Tokyo police conducted nationwide raids on an insurer serving pro-Pyongyang Korean residents of Japan Sunday on suspicion that it concealed assets to foil debt collection by the state-backed Resolution and Collection Corp., investigative sources said.

Affiliated with the General Association of Korean Residents in Japan, a pro-Pyongyang group known as Chongryon, Tokyo-based Kongo Hoken is suspected of withdrawing deposits from its bank accounts around the end of 2016 to prevent their confiscation by the collection agency, the sources said.

The RCC has been trying to collect loans it bought from 16 failed pro-Pyongyang credit unions, including ¥1 billion ($8.9 million) extended to Kongo Hoken from the now-defunct Chogin Tokyo credit union.

Established in April 1977, Kongo Hoken has about 30 branches across the nation and employs more than 100 people, according to publicly available legal documents and sources familiar with the insurer.

In the late 1990s, many pro-Pyongyang credit unions went bankrupt and RCC agreed to shoulder their nonperforming loans.

The RCC filed a lawsuit against Chongryon in November 2005, seeking the return of ¥62.7 billion ($557 million) in nonperforming loans the RCC had taken over from the failed credit unions after finding that the recipients of that money had handed it over to Chongryon.

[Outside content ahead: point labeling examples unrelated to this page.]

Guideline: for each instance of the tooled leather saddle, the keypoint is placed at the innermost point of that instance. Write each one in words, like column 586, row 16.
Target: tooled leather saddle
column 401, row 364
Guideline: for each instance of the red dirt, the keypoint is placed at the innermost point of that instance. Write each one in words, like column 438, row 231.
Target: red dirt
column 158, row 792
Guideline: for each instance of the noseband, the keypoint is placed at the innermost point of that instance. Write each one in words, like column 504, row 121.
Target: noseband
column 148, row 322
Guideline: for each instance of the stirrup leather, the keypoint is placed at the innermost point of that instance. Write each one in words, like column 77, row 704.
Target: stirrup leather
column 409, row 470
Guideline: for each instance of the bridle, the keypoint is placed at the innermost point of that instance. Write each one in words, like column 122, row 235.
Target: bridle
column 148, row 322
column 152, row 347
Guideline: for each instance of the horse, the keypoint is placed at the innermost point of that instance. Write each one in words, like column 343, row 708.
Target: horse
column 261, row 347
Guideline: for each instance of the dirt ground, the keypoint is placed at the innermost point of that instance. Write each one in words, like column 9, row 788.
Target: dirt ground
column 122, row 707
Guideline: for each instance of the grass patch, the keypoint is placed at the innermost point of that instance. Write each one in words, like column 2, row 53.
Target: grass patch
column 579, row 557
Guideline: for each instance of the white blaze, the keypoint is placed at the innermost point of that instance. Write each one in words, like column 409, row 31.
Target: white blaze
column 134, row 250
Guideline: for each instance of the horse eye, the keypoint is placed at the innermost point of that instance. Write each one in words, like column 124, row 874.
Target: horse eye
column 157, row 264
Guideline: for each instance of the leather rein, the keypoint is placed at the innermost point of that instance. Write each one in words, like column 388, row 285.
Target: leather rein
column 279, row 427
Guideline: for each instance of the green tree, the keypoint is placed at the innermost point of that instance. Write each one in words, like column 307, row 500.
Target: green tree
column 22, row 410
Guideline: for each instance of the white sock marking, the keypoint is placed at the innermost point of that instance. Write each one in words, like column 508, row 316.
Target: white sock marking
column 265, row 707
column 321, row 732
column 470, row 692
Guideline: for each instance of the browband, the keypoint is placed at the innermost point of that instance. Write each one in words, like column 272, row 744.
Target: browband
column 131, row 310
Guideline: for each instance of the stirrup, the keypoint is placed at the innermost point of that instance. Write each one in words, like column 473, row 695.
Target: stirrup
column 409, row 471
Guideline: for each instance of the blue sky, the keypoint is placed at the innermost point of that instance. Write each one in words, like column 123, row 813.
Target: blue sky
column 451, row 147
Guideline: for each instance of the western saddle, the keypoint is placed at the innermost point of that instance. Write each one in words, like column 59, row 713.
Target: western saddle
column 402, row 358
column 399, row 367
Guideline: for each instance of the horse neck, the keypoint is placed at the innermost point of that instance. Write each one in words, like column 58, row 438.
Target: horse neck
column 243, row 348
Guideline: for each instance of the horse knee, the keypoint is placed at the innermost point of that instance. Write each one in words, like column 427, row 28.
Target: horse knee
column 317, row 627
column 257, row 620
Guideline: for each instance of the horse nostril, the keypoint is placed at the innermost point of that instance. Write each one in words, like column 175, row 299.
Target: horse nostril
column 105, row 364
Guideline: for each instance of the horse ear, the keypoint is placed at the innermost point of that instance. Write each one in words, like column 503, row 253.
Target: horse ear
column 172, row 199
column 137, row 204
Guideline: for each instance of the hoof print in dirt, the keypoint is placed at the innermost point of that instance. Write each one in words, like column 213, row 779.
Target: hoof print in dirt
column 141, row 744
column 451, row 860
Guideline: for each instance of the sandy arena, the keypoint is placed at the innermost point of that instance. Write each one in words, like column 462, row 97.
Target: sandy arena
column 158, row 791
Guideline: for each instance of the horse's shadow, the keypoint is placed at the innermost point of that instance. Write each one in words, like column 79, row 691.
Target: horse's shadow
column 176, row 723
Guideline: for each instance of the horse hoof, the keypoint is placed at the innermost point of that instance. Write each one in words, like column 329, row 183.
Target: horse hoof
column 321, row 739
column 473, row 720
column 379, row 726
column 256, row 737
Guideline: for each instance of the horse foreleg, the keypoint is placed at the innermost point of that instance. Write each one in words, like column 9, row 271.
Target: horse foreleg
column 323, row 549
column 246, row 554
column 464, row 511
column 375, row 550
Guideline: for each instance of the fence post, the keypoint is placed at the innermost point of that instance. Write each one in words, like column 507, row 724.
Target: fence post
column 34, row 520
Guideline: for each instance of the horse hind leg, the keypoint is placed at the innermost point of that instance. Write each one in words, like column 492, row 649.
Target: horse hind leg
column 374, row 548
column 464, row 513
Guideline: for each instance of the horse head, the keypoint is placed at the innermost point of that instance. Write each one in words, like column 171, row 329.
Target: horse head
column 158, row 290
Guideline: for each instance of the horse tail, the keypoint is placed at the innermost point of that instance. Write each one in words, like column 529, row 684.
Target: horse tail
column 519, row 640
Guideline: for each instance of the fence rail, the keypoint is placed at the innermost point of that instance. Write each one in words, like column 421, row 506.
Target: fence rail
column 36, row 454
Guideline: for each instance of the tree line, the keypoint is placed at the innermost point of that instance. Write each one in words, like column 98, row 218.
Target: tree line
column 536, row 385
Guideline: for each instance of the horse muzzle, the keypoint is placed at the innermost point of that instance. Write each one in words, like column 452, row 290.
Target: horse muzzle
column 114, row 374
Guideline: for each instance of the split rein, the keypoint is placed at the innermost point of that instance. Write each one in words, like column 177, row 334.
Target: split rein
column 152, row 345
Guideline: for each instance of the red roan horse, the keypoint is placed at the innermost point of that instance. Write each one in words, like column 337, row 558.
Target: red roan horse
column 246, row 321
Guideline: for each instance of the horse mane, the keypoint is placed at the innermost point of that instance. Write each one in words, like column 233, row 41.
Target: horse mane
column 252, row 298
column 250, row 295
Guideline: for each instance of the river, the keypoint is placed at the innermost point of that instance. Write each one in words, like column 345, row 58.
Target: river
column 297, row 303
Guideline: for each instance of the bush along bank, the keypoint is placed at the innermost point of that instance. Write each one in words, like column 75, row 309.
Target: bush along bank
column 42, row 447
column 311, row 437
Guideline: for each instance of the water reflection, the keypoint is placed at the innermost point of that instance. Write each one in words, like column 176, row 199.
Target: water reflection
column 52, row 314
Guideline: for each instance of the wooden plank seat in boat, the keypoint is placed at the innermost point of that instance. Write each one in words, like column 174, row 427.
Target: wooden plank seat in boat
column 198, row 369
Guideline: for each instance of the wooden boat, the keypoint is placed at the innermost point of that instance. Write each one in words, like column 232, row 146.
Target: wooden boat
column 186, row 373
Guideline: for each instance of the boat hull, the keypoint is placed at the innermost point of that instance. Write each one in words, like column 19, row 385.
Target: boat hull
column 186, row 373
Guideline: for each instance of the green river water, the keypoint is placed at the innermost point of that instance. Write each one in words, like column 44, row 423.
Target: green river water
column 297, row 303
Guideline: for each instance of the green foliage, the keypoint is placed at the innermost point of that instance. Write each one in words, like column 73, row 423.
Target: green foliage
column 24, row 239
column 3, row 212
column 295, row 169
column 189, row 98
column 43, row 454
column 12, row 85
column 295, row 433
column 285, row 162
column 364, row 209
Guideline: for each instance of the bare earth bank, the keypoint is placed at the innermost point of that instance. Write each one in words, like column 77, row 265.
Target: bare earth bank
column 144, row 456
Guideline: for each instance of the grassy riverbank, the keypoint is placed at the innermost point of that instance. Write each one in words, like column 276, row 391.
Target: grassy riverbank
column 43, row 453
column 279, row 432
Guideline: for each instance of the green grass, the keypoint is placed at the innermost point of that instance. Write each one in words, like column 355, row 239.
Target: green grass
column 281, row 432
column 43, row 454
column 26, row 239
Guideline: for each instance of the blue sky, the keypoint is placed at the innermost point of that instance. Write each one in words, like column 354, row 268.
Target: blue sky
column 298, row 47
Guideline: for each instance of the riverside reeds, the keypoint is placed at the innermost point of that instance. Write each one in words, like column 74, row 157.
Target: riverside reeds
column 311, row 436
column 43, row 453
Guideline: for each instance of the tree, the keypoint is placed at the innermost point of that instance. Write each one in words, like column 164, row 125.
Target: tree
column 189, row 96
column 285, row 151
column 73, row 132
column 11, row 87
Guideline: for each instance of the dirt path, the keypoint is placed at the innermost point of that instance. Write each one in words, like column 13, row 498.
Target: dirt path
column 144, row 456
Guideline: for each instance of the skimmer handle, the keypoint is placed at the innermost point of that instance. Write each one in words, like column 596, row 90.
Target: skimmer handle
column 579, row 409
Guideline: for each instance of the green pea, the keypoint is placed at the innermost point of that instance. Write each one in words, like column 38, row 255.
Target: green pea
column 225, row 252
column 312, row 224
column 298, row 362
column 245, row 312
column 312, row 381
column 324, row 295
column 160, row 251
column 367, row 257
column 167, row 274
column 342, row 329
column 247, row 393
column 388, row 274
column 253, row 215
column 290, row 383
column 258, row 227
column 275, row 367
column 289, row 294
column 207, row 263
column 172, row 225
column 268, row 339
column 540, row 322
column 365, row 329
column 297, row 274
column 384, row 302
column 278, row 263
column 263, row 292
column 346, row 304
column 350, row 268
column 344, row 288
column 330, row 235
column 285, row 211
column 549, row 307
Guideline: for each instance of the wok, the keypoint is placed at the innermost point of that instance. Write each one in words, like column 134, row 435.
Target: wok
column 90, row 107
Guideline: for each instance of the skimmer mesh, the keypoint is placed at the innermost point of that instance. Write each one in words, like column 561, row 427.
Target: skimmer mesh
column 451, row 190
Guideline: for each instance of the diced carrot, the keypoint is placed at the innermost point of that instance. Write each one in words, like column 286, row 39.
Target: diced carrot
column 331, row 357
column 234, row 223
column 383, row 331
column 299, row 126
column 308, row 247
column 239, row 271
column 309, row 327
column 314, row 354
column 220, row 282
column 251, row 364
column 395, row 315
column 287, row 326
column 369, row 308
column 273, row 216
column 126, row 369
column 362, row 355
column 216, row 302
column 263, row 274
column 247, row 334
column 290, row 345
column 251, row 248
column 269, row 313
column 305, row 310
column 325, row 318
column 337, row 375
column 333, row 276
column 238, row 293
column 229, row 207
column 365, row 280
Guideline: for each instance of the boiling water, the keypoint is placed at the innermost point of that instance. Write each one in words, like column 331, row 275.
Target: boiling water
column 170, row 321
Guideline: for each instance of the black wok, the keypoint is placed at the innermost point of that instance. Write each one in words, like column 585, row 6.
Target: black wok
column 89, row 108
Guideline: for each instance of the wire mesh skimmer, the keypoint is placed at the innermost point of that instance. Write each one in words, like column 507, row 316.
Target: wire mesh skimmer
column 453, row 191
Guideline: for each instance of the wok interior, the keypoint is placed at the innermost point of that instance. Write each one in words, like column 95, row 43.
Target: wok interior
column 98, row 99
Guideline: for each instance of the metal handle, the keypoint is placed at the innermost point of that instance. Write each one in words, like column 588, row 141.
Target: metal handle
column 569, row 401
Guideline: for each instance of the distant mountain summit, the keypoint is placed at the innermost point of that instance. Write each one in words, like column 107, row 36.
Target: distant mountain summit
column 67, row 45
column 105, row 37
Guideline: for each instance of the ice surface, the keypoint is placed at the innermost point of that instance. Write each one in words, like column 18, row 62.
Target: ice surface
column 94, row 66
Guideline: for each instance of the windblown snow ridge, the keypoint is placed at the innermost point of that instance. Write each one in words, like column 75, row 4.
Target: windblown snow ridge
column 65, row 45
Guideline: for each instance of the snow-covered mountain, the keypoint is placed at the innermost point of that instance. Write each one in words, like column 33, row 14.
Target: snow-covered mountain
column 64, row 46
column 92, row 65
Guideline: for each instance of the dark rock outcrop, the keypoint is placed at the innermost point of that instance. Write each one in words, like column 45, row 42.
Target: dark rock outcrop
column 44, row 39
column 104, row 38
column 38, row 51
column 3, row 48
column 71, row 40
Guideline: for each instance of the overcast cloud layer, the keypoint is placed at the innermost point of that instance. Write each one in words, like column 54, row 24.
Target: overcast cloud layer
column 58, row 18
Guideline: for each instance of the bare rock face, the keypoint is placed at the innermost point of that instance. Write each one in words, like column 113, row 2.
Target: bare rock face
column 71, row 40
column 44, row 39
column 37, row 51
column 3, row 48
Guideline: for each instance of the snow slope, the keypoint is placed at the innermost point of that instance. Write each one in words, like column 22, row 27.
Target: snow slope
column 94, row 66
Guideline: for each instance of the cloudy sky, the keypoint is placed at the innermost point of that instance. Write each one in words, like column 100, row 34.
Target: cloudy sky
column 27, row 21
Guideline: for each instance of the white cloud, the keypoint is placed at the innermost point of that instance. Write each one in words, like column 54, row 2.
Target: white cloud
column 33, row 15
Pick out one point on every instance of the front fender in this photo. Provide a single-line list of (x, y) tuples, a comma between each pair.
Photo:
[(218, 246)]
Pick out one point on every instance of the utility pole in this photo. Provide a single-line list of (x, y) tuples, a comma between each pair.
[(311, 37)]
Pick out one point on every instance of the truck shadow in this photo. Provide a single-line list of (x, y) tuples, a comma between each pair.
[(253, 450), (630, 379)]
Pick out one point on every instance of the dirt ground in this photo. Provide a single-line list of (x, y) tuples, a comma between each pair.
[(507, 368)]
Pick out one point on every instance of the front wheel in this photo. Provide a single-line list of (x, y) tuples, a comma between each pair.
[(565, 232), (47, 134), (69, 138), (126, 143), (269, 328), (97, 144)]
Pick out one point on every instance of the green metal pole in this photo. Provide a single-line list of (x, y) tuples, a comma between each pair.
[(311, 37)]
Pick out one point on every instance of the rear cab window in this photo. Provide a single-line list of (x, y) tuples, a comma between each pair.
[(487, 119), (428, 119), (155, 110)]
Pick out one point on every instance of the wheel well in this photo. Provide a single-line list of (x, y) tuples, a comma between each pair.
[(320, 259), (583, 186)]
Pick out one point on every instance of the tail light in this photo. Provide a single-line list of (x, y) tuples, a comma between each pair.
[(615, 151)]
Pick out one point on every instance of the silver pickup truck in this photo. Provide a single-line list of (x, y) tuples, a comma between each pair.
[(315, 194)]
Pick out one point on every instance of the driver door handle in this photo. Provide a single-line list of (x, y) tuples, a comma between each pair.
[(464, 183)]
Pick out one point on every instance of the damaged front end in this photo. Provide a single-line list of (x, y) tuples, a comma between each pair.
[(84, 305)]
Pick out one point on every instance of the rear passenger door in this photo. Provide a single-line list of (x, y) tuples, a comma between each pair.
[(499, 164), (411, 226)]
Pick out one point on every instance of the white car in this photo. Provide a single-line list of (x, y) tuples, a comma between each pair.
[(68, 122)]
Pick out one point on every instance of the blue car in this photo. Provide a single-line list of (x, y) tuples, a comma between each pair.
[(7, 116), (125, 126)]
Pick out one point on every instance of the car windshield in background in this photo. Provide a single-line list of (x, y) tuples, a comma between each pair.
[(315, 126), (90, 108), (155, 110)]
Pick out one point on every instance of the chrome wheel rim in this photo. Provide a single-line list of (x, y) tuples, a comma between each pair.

In June 2007, the Tokyo District Court ordered Chongryon to repay the ¥62.7 billion as demanded to the RCC. However in June this year, the RCC filed a fresh suit against Chongryon after it failed to repay ¥57 billion of the sum.

In the suit aimed at evading the 10-year statute of limitation on the loans, the RCC demanded that Chongryon pay ¥91 billion, including interest, a request that was wholly accepted by the district court in August.

If this ruling is finalized, the statute of limitations will be extended by another 10 years.